InstructScene: Instruction-Driven 3D Indoor Scene Synthesis with Semantic Graph Prior

International Conference on Learning Representations (ICLR) 2024
🌟 Spotlight 🌟

Chenguo Lin, Yadong Mu

Peking University

InstructScene is a generative framework to synthesize 3D indoor scenes from instructions. It is composed of a semantic graph prior and a layout decoder.

Abstract

Comprehending natural language instructions is a charming property for 3D indoor scene synthesis systems. Existing methods (e.g., ATISS and DiffuScene) suffer from directly modeling the object distributions within a scene, thereby hindering the controllability of generation.

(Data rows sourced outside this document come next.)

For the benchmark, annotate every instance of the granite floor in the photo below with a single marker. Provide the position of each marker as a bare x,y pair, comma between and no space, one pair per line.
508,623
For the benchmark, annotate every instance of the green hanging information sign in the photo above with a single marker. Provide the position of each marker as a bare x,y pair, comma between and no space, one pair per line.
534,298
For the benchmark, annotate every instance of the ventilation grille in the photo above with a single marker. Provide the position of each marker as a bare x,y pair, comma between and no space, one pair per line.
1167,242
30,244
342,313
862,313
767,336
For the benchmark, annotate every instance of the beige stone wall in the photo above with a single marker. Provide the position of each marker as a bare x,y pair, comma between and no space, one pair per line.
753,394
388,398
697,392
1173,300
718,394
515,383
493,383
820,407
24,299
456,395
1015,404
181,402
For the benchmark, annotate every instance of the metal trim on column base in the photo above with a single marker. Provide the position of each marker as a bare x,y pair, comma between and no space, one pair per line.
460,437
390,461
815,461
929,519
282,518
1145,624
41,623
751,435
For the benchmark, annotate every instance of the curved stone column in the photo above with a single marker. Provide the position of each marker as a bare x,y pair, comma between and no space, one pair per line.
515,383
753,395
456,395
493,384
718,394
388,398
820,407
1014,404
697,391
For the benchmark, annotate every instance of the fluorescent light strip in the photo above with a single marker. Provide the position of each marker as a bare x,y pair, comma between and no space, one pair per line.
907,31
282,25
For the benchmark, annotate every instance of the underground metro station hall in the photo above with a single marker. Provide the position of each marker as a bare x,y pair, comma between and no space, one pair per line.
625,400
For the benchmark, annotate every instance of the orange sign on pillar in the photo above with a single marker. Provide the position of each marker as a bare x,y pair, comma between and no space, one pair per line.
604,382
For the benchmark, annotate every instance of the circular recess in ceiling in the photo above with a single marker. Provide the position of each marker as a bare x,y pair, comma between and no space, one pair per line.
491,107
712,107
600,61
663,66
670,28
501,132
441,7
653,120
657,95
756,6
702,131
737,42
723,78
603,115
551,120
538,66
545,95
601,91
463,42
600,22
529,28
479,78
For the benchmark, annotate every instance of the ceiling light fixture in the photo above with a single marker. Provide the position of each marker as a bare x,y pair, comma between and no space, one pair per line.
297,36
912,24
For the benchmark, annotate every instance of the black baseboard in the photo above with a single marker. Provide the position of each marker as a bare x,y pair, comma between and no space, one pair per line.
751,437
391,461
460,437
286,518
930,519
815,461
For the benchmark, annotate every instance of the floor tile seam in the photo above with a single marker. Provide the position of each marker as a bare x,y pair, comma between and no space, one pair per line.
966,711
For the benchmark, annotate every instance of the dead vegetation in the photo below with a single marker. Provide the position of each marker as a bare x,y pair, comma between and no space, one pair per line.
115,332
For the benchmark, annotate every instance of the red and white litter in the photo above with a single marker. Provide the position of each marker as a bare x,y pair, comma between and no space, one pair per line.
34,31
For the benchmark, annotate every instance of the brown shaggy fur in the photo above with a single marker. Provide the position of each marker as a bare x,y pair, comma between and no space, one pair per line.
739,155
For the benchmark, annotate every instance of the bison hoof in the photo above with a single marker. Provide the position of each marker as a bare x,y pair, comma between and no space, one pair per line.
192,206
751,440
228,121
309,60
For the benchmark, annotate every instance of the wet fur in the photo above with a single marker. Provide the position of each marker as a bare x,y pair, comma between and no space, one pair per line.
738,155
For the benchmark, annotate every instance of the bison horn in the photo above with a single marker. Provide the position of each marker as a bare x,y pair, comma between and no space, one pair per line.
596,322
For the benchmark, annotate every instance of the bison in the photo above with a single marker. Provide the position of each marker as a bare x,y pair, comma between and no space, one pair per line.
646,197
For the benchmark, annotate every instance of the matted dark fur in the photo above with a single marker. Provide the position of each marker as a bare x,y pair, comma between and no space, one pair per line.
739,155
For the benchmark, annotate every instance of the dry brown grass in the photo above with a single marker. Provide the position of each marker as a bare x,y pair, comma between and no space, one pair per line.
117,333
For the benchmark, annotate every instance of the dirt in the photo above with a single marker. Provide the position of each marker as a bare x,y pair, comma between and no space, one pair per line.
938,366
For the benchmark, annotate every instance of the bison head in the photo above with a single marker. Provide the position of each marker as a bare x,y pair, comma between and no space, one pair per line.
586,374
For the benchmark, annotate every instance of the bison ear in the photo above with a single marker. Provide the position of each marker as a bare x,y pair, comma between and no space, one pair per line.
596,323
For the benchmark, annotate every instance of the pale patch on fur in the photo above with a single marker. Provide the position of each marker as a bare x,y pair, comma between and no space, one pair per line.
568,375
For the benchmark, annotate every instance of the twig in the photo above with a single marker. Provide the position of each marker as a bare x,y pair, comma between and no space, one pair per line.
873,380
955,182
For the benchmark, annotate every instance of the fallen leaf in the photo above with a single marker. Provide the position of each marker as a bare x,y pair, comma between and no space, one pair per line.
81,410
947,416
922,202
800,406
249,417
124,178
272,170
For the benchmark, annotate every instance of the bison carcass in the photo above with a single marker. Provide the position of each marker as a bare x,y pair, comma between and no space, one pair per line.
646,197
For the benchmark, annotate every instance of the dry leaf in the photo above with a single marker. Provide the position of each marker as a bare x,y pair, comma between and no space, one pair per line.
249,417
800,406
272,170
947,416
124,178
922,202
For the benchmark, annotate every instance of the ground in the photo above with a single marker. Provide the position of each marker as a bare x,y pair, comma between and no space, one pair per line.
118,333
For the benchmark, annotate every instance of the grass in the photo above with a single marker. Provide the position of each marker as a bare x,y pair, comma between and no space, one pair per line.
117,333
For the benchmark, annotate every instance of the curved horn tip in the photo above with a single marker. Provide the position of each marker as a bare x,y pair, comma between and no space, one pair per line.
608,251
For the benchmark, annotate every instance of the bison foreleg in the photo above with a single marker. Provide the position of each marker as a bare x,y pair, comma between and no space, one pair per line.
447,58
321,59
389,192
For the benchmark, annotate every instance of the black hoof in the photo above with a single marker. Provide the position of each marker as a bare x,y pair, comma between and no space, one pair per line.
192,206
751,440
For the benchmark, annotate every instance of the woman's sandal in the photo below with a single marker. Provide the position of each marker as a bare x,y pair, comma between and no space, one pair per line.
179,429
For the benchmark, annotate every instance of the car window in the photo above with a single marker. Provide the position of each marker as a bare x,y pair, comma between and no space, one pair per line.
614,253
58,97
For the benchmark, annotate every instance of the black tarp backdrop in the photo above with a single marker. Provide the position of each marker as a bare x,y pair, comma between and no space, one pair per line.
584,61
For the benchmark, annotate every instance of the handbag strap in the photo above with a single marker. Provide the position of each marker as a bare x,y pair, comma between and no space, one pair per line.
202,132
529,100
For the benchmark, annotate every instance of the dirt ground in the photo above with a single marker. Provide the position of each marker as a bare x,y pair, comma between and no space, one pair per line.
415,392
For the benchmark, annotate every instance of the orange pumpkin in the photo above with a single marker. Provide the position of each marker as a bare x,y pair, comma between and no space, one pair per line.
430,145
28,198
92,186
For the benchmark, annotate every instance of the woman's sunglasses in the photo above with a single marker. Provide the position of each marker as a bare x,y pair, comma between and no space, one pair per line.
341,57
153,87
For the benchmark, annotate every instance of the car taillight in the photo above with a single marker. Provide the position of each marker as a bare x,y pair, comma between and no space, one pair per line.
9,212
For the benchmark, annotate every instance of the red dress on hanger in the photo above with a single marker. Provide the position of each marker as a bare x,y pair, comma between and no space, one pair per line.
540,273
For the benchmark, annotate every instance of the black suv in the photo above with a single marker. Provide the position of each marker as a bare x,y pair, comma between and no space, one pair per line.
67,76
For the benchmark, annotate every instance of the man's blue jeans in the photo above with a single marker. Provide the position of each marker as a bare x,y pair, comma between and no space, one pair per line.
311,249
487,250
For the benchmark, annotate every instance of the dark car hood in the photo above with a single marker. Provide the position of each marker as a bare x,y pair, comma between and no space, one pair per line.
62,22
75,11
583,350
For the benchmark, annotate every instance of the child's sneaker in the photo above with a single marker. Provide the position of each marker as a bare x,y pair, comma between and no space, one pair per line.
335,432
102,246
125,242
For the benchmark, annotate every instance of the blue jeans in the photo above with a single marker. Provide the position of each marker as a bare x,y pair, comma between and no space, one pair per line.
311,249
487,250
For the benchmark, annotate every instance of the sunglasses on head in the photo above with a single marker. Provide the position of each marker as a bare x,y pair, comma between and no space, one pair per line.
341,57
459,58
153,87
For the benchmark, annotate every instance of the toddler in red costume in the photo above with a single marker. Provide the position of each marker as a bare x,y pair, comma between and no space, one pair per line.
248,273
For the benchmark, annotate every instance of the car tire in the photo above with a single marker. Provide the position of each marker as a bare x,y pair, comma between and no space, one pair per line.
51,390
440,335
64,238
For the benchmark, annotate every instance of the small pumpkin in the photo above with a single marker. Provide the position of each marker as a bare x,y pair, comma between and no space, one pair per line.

We introduce InstructScene, a novel generative framework that integrates a semantic graph prior and a layout decoder to improve controllability and fidelity for 3D scene synthesis. The proposed semantic graph prior jointly learns indoor scene appearance and layout distributions, exhibiting versatility across various generative tasks. To facilitate the benchmarking for text-driven 3D scene synthesis, we curate a high-quality dataset of scene-instruction pairs with large language and multimodal models.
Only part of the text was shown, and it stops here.